There are significant challenges we as an authority, like many others across the country, are facing; challenges that, rather than shy away from, we have been very open about and are facing head-on. We are not a council that has been reckless with its finances, far from it, and our sound decisions have given us the best possible chance to stave off what has been coming down the track at us. However, we are not immune to the impacts.
Increased costs and demands on our services have meant we have had to face some very hard budgetary decisions. In Kent we have specific issues, such as travel disruption at our ports, and the response to migration and unaccompanied asylum-seeking children. Despite what we shoulder, central government funding has fallen far short. There is no doubt that times are exceedingly tough.
After developing the Securing Kent’s Future plan in the autumn, we are working every day with this as our roadmap, navigating to what I am confident will be a balanced budget for this financial year, something we are legally obliged to deliver. The plan will also serve as our robust guide over the medium and longer term.
Across the country, some councils have headed into effective bankruptcy. We continue to keep that wolf from the door; at the same time, we cannot focus only on survival but on continuing to change and innovate, while delivering good services to the people of Kent.
“I am incredibly proud that some of the greatest effects of our work can be felt in the quiet, often unseen, interactions full of kindness, compassion and thoughtfulness”
Looking back on 2023, there have been some notable moments, some of which have seen us rising to support our residents through shock after shock, not least the cost-of-living crisis and helping people in the most difficult circumstances. This is something that remains an absolute priority.
Our solid collaboration with the NHS has seen some excellent work on seasonal campaigns and the development of the Integrated Care Strategy. Our task in 2024 will be to start turning this into practical delivery across our county and our communities.

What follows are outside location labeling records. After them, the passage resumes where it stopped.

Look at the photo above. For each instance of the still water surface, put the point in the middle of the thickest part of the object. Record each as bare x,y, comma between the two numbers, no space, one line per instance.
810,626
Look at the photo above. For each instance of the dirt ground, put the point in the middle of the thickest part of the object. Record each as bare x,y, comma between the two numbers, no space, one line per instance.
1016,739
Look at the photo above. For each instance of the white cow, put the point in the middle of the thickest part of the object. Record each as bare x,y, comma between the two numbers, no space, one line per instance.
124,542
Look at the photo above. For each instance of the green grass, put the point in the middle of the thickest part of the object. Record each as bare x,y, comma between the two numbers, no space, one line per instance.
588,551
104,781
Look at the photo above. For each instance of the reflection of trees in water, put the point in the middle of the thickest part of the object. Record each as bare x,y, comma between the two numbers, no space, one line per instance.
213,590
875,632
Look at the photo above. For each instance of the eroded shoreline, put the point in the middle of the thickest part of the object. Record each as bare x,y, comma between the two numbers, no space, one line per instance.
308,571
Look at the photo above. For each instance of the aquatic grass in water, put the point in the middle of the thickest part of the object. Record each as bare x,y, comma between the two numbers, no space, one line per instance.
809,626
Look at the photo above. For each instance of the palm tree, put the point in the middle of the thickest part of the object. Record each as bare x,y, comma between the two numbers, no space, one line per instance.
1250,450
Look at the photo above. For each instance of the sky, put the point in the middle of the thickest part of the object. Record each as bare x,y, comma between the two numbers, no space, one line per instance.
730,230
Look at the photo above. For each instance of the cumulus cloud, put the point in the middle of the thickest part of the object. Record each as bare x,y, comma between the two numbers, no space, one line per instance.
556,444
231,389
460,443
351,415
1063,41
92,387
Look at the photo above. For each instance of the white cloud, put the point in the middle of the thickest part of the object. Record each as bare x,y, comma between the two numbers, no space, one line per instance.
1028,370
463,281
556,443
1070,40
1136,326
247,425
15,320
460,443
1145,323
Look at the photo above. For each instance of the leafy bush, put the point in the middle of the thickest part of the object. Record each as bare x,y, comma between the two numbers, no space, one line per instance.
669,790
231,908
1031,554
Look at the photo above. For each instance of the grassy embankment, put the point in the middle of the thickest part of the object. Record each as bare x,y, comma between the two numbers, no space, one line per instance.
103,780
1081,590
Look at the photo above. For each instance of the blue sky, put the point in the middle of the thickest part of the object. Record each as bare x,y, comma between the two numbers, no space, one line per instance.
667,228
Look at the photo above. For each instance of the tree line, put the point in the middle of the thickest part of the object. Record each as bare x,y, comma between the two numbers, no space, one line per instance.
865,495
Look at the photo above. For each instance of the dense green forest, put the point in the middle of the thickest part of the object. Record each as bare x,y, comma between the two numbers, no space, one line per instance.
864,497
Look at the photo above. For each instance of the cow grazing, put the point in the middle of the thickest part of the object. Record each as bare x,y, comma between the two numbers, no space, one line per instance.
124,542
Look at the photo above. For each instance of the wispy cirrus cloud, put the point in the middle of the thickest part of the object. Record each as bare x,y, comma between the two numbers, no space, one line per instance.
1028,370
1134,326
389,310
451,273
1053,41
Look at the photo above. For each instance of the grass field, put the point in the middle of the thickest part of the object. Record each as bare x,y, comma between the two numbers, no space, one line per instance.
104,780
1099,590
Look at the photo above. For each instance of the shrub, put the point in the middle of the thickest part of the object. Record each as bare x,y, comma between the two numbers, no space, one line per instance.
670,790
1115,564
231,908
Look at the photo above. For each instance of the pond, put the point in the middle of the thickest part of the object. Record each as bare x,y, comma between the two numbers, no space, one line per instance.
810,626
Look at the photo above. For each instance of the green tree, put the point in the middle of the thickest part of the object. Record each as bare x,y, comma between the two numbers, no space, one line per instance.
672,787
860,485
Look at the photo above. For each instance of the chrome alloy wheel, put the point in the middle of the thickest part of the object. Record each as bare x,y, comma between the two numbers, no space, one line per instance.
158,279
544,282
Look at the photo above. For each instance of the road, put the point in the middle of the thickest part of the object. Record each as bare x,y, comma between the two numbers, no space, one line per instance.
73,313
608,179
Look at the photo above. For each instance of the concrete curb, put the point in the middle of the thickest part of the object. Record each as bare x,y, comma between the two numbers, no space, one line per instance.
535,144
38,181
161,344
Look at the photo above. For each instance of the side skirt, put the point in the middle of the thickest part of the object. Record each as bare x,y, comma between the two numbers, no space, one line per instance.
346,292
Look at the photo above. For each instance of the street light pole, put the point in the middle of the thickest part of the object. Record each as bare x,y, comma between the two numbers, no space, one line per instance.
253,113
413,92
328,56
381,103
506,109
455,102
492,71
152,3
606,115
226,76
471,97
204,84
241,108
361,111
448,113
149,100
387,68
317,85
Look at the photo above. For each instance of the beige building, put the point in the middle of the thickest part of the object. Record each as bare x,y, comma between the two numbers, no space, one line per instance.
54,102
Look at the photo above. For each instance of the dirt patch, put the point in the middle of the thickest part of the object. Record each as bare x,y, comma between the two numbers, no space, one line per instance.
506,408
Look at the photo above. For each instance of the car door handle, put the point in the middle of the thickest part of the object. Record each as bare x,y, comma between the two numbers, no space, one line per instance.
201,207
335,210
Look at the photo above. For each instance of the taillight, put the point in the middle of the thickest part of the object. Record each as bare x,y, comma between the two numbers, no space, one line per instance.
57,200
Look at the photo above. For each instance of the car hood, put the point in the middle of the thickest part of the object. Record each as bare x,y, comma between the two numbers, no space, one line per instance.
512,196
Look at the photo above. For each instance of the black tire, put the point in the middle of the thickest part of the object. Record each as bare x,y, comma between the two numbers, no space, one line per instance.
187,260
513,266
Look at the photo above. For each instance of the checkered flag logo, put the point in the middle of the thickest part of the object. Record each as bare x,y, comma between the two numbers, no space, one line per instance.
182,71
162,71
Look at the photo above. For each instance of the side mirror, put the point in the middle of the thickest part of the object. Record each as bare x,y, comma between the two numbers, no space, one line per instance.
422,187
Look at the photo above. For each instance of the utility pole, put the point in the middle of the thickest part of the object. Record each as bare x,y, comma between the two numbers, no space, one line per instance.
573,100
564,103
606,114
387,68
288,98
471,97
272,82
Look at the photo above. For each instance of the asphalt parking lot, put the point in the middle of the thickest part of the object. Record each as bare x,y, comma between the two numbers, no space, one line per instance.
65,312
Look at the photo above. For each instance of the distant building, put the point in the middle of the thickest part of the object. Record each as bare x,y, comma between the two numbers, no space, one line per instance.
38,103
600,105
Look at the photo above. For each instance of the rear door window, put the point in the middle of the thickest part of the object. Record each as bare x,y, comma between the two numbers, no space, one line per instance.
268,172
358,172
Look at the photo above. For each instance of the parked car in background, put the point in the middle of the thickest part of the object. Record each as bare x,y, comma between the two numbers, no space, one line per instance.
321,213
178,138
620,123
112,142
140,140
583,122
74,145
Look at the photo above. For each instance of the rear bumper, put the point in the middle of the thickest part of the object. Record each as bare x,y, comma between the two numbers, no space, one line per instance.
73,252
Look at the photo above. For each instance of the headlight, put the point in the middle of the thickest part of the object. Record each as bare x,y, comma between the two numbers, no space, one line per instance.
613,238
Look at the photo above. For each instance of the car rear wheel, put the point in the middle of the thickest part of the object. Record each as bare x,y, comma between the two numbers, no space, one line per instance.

RAAC (reinforced autoclaved aerated concrete) entered the common vernacular in 2023. Our front-foot action following the change of national rules, helped in no small part by the rapid flexibility of our school community, kept disruption to a minimum.
We are a central plank of the Kent Resilience Forum, responding to the pressures on our extensive and much-travelled road network, at the same time as working behind the scenes as a group of organisations and agencies to be ready for a crisis. At the front line, our highways and other staff respond to emergencies in all weathers.
We have a proud and exceptional record in responding to the diverse issues of asylum, migration and resettlement, including responding (across many parts of our organisation) to the referral of more than 2,000 unaccompanied asylum-seeking children into our service in the last year, and working with district and borough colleagues in response to the requirement to empty the Afghan bridging hotels in the late summer.
We are committed to the environment, balancing everything we consider with nature’s voice and its unrivalled positive impact on health and wellbeing, and preserving the enduring appeal of the Garden of England. I look forward to taking forward our initiatives, such as Making Space for Nature, in 2024.
These could be viewed as the ‘big ticket items’ and are only a small selection of the services that KCC provides. I am incredibly proud that some of the greatest effects of our work can be felt in the quiet, often unseen, interactions full of kindness, compassion and thoughtfulness from across all of our teams.
I would like to take this opportunity to wish everyone in Kent a Happy New Year.